= Tresviri capitales =

The tresviri capitales or tresviri nocturni were a college of minor magistrates in ancient Rome. They were included in the vigintisexviri, a board of 26 minor magistrates ranked below the quaestors. They were a group of three men that managed police and firefighting. Despite this they were feared by the Roman people due to their police roles, and they were condemned due to their neglect of firefighting during an unknown incident, which was likely the Great Fire of Rome. The Roman people gave the Tresviri Capitales the nickname nocturni due to the night patrols they managed. They were elected by the Urban praetors and later Tribal Assembly.

== Role ==
The Tresviri Capitales managed the police in Ancient Rome. They were somewhat feared by the citizens of Rome. Although the Tresviri Capitales had criminal jurisdiction over the people of Rome, they did not have judicial jurisdiction. They dispensed justice in the forum, supervised executions, and castigated thieves and slaves. Also, they, along with the aediles, organized special guard troops dedicated to arresting criminals. Although they could only do this with a mandate from the Senate and other higher magistrates. The Tresviri Capitales most likely handled ordinary crimes that would not be handled by the Popular Assembly or Courts. Another explanation is that thieves caught whilst stealing would be brought to the Tresviri Capitales, to whom the criminal would then confess or deny his crime. Aside from policing Rome, they also arrested and punished runaway slaves. However, this does not necessarily mean the Tresviri Capitales searched for the slaves. Fines and fees for starting lawsuits would be collected by the Tresviri Capitales. Another legal duty of the Tresviri Capitales was managing Roman prisons. The Tresviri Capitales were one group responsible for firefighting in Rome. They organized nightly patrols. The people of Rome condemned the Tresviri Capitales for neglecting their responsibility of firefighting on an unknown occasion. This occasion was likely the Great Fire of Rome.

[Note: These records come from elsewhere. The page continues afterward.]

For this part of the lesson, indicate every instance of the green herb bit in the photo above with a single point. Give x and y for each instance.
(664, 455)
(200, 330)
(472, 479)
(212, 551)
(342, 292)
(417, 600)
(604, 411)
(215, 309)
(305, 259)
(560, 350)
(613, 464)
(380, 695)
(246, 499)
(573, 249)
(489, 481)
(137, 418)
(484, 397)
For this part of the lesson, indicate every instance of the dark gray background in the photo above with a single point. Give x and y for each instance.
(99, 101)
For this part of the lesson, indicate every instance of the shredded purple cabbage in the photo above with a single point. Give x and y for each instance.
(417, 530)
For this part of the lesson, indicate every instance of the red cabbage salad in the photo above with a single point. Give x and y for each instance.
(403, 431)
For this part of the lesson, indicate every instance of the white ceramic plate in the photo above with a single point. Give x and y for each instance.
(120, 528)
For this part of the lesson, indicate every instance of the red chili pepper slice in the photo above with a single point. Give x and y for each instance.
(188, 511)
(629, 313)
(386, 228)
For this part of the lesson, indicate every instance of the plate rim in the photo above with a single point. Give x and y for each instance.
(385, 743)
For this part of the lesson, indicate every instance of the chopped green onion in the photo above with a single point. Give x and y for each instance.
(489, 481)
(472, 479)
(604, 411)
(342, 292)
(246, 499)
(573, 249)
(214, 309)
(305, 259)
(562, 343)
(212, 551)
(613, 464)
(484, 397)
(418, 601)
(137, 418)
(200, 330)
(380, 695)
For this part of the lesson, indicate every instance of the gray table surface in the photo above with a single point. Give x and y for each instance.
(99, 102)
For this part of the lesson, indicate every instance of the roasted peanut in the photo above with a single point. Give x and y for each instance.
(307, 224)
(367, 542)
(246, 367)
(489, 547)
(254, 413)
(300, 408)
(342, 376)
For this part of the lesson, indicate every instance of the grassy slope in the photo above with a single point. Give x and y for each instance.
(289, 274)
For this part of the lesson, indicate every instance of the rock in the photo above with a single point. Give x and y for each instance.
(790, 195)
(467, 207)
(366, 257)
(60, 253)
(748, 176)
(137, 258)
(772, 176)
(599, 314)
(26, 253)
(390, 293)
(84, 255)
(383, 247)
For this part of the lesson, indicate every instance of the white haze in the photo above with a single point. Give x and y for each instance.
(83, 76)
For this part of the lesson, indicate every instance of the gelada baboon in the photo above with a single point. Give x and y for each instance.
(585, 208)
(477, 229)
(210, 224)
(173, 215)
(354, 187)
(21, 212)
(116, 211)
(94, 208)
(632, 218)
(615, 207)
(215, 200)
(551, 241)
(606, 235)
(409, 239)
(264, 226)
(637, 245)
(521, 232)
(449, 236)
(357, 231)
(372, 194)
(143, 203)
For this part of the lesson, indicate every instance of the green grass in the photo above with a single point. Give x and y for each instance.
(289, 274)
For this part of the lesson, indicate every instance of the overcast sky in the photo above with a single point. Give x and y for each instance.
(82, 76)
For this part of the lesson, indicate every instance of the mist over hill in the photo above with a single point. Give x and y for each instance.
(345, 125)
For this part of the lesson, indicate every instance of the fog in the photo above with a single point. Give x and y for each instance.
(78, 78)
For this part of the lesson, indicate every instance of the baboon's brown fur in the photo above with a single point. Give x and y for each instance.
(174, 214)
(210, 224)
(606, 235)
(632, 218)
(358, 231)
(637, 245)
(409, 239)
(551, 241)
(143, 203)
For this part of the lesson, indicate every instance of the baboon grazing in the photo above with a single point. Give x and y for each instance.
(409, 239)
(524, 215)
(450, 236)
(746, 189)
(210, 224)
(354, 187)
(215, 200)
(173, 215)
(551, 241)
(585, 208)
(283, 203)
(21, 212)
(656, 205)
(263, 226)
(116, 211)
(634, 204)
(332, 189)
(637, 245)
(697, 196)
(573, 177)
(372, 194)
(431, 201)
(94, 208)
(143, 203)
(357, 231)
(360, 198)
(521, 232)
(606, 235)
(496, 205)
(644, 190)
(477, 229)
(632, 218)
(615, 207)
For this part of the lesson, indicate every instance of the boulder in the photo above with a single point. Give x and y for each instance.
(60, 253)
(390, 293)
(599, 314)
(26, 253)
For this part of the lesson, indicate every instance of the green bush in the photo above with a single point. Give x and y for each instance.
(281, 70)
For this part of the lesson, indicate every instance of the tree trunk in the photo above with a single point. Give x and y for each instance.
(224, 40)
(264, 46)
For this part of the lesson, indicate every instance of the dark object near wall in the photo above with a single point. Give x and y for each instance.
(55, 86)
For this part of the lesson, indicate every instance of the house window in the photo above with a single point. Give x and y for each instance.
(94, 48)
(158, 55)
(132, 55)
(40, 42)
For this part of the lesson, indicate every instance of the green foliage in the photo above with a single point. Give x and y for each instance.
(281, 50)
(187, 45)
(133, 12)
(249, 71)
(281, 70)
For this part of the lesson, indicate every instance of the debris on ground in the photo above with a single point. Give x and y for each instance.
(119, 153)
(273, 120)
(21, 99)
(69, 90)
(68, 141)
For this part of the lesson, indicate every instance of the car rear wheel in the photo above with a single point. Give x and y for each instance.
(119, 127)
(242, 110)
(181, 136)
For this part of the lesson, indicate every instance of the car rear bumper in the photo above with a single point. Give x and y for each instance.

== History and organization ==
The Tresviri Capitales were formed around 290 or 287 BCE. Their name was derived from their groups supervision of the prison and executions that took place there. According to Plautus when they were founded they were a group of three men that would be elected by the Urban Praetors. The Tresviri Capitales changed the way Roman society utilized the death penalty. The death penalty was a state tool instead of a private matter carried out due to vengeance. Sometime between 242 and 122 BCE a Lex Papiria ordered that the Tresviri Capitales would be elected by the Comitia Tributa, which is also known as Tribal Assembly. During the year 213 BCE, after complaining from Roman citizens, the Tresviri Capitales would take action against the practice of foreign cults in public spaces. They destroyed the places of worship for these cults. Later the Senate put an Urban Praetor in charge of taking action against the practice of foreign cults in public places.